Im Sommer 2019 war es dann soweit. Am 23. Juli machten sich Roger Schaeli und Sean Villanueva O’Driscoll noch im Dunkeln auf, um „La Vida es Silbar“ an einem Tag zu klettern. Die beiden Profikletterer wollten die Tour als Übungskletterei nutzen für eine große Expedition ins Himalaya Gebirge im Herbst. Es stellte sich heraus, dass beide ein unglaublich gutes Team sind. Mit viel Feuer im Bizeps und unglaublich guter Laune kletterten sie die ersten Seillängen rotpunkt. Sie klettern locker und frei, die gute Stimmung der beiden verleiht ihnen fast schon Flügel.

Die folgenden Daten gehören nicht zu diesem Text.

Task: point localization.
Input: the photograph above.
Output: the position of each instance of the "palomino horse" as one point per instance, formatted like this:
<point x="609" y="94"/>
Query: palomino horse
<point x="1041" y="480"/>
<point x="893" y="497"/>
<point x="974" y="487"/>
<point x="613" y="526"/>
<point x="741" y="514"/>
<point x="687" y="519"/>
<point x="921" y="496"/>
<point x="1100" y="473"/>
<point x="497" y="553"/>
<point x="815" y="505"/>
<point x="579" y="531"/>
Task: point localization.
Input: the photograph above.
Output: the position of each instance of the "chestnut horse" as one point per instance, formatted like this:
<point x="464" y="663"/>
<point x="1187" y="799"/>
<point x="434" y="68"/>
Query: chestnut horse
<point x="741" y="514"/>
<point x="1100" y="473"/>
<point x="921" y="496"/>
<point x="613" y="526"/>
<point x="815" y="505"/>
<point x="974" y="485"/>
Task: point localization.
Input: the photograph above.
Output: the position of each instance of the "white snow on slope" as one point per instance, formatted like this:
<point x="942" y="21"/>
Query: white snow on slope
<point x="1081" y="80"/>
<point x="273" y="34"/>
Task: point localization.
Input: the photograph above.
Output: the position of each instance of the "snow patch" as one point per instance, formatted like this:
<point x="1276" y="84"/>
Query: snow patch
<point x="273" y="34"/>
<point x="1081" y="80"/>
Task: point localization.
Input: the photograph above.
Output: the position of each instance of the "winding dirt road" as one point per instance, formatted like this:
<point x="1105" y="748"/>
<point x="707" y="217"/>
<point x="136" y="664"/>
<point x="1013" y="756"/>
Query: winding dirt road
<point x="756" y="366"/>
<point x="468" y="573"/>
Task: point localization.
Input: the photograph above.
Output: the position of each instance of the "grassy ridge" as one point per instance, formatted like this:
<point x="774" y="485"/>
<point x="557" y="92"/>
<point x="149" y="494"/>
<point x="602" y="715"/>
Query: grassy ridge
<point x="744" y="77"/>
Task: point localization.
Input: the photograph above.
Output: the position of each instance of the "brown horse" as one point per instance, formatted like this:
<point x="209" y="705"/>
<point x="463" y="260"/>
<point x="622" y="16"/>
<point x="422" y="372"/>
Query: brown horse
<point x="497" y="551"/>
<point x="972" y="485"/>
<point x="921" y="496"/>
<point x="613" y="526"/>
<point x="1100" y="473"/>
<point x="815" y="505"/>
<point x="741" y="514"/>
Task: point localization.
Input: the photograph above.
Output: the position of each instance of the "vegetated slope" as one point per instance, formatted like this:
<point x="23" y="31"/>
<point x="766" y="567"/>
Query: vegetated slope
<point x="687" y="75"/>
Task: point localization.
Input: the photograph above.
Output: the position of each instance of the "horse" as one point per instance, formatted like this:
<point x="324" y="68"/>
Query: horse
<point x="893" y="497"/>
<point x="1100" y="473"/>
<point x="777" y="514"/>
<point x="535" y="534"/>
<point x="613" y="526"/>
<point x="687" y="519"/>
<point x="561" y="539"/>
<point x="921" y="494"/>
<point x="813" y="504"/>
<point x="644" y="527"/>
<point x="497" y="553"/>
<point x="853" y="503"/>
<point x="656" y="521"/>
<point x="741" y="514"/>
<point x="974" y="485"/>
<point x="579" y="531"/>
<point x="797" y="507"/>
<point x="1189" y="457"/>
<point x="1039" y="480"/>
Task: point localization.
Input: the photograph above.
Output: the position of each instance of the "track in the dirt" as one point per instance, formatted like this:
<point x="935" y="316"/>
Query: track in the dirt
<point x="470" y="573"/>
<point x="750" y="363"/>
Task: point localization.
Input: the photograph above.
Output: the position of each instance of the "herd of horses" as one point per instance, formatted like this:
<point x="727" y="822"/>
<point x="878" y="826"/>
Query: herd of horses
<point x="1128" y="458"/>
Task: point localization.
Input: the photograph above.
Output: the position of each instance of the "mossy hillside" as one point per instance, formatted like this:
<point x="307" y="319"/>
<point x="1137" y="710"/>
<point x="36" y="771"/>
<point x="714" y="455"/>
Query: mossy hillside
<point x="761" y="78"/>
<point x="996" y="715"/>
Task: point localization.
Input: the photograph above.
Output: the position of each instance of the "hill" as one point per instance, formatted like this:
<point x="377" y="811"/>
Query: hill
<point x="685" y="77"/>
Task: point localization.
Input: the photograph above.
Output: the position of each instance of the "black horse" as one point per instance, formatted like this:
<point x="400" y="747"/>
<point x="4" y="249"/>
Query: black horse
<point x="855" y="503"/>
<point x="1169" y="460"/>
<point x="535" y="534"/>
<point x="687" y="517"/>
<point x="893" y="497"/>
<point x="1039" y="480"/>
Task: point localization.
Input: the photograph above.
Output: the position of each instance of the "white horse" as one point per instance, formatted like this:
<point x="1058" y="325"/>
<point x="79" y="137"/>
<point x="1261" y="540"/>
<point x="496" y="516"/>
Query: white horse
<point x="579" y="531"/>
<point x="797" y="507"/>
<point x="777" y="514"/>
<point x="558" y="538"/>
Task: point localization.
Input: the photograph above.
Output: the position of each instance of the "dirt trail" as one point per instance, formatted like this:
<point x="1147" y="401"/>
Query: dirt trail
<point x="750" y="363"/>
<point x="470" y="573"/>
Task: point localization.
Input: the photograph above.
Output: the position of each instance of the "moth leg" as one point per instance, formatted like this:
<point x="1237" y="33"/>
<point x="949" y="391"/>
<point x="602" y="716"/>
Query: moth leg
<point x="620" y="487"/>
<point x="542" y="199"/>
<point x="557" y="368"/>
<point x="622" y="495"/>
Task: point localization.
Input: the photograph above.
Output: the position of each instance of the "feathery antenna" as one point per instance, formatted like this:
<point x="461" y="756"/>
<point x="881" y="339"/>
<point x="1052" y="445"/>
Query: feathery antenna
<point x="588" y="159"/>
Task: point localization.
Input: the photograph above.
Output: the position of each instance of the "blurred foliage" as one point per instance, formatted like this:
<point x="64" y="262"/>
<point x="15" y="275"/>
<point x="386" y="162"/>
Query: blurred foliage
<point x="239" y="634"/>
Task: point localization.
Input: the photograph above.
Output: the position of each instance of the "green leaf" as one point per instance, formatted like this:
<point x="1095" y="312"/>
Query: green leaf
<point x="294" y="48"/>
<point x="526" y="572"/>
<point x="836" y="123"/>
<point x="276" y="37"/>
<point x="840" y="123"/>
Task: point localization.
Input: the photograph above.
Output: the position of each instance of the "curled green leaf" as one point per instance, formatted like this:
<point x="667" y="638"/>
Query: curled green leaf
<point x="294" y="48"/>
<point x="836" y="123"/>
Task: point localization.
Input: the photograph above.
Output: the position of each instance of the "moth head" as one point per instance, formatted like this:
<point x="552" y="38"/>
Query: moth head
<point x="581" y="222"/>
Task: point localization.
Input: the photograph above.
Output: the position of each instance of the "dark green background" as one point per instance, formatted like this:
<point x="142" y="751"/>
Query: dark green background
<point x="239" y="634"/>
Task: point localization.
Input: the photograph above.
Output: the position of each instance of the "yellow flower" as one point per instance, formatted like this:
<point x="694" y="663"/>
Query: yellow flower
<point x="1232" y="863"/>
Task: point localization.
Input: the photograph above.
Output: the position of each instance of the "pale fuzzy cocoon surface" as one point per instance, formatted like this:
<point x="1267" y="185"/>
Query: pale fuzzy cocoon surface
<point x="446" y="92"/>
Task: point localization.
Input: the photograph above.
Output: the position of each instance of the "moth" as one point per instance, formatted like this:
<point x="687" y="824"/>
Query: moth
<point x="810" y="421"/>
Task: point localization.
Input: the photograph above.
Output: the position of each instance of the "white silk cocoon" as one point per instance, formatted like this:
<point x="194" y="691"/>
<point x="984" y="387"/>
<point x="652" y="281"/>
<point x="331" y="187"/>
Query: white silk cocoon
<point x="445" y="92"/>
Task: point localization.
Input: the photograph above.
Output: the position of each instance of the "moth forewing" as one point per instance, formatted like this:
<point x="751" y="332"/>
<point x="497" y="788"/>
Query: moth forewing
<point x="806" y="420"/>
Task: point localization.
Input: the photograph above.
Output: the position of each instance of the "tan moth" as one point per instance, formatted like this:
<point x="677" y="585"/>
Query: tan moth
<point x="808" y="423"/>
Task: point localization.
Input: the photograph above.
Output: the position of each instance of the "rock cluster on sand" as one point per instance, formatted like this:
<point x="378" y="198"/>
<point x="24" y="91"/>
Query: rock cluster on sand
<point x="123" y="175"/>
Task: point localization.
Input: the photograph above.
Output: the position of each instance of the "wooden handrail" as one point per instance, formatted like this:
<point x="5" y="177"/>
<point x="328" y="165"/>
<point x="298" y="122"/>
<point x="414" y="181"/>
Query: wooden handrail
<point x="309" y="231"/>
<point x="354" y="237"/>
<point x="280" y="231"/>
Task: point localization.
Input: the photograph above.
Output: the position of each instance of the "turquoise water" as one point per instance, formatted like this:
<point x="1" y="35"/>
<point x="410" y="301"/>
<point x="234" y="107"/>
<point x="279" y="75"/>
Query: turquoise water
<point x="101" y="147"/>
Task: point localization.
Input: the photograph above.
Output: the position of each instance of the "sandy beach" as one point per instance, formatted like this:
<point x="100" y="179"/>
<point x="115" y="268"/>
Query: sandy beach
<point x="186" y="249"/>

Sogar eine kurze mentale Blockade überwinden die beiden dank ihrer unermüdlich guten Laune und einem sagenhaften Teamspirit!

Sean Villanueva O‘Driscoll in „La Vida es Silbar“  (c) Nicolas Hojac
Roger Schaeli in „La Vida es Silbar“  (c) Nicolas Hojac
Roger Schaeli in „La Vida es Silbar“  (c) Nicolas Hojac
Sean Villanueva O‘Driscoll in „La Vida es Silbar“  (c) Nicolas Hojac
Sean Villanueva O‘Driscoll in „La Vida es Silbar“  (c) Nicolas Hojac
Sean Villanueva O‘Driscoll und Roger Schaeli (c) Nicolas Hojac
Topo  „La Vida es Silbar“

Im letzten Licht des Tages stehen Roger Schaeli und Sean Villanueva O’Driscoll dann oben auf dem Tschechenpfeiler. Sie haben als erste Kletterer der Geschichte eine Eintagesrotpunktbegehung der „La Vida es Silbar“ punkten können. Doch damit nicht genug. Die beiden machten sich noch auf zum Gipfel des Eiger, da Sean Villanueva O’Driscoll noch nie dort oben stand. Nach einem Biwak auf der Südseite des Eiger und einem Ständchen auf der legendären Flöte von Sean ging es zurück ins Tal.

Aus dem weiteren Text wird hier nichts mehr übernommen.